Polak's ability to shut the opposition down as well as drop the gloves when needed (just ask Columbus' Dane Byers after Sunday night's game) and the ability to join the rush with his quick-paced skating ability is impressive for a guy that's 6-foot-1 and weighs in at 225 pounds.

"He can really throw his body weight around and punish guys," said Russell, whose brother Ryan was Polak's teammate for the Kootenay Ice of the WHL. "When he can do that, it makes more space for guys around him.

"He is a guy that's responsible. He takes pride in his own end, and it shows. He plays hard, he blocks a lot of shots, he's a guy this team leans on every night."

There are guys with speed in their own end, but one wouldn't predict it would come from Polak, but his closing speed on an opposing skater is second to none. It all comes from his off-season conditioning and he's among the best when the Blues open camp and go through the dreaded VO2 testing. Polak is always at the top of the charts. He averages 19:08 of ice time her game this season.

"A guy on a breakaway and he skates back as hard as he can and he's got him by three steps," Pietrangelo said of Polak. "He's certainly a powerful skater."

As powerful as Polak is on the ice, he's a guy his teammates love off the ice. Just his playful demeanor and joking mood makes him one of the locker room's favorites.

"You're not going to find a better guy that Roman," Pietrangelo said. "You guys know how he is and he's a lot of fun to be around."

But on the ice, Polak, who represented his country at the 2010 Winter Olympics, is all business.
(Getty Images)
Blues defenseman Roman Polak (right) goes up against the Flyers' Scott
Hartnell earlier this season.

Hitchcock said if the Blues get in a seven-game playoff series, this is the type of player the Blues will heavily rely on.

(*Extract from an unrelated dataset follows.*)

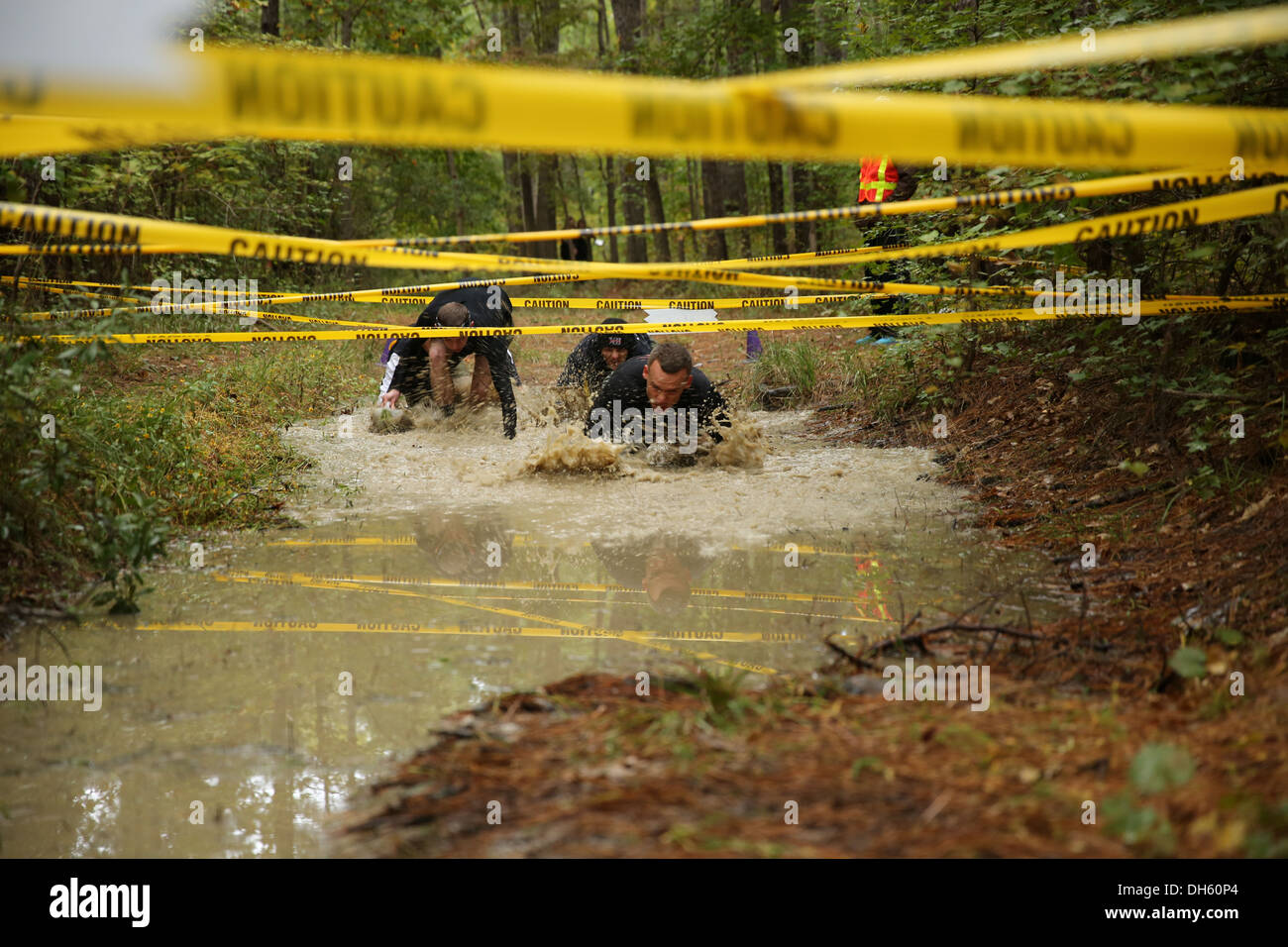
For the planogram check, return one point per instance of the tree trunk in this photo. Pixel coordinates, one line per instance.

"In a seven-game series, guys like (Barret) Jackman and Polak have a huge impact," Hitchcock said. "I think also in a division series, they get the other teams' attention. I think even before you get to the playoffs, when you play inter-division games, you're playing a team six times, you can really get their attention.

"His whole game's underrated. He's a really competitive guy. He's ultra-competitive, and he's got the size to go along with it. When he pins you against the boards, you stay pinned. You don't get off the boards when he pins you there.

"Him and (T.J.) Oshie, those two guys on the team have surprised me the most."

Blues management has been equally as impressed with Polak's play. They rewarded him with a new five-year, $13.75 million deal in June after he proved himself worthy at the completion of a two-year contract last season.

The Blues have Polak locked up during the prime years of his career, and he feels like there's more to come. The Blues are banking on it.

"There's always something. Every day, you have to get better," said Polak, who's part of the No. 2 team in the NHL in goals-against average per game (2.03). "If you want to be a better hockey player, you have to be better every day and working on stuff."

When a team has a guy whose main concern is winning, it can't ask for much more.

"... I'm just trying my hardest," Polak said. "But right now, we're just focused on winning. Everything else is not important."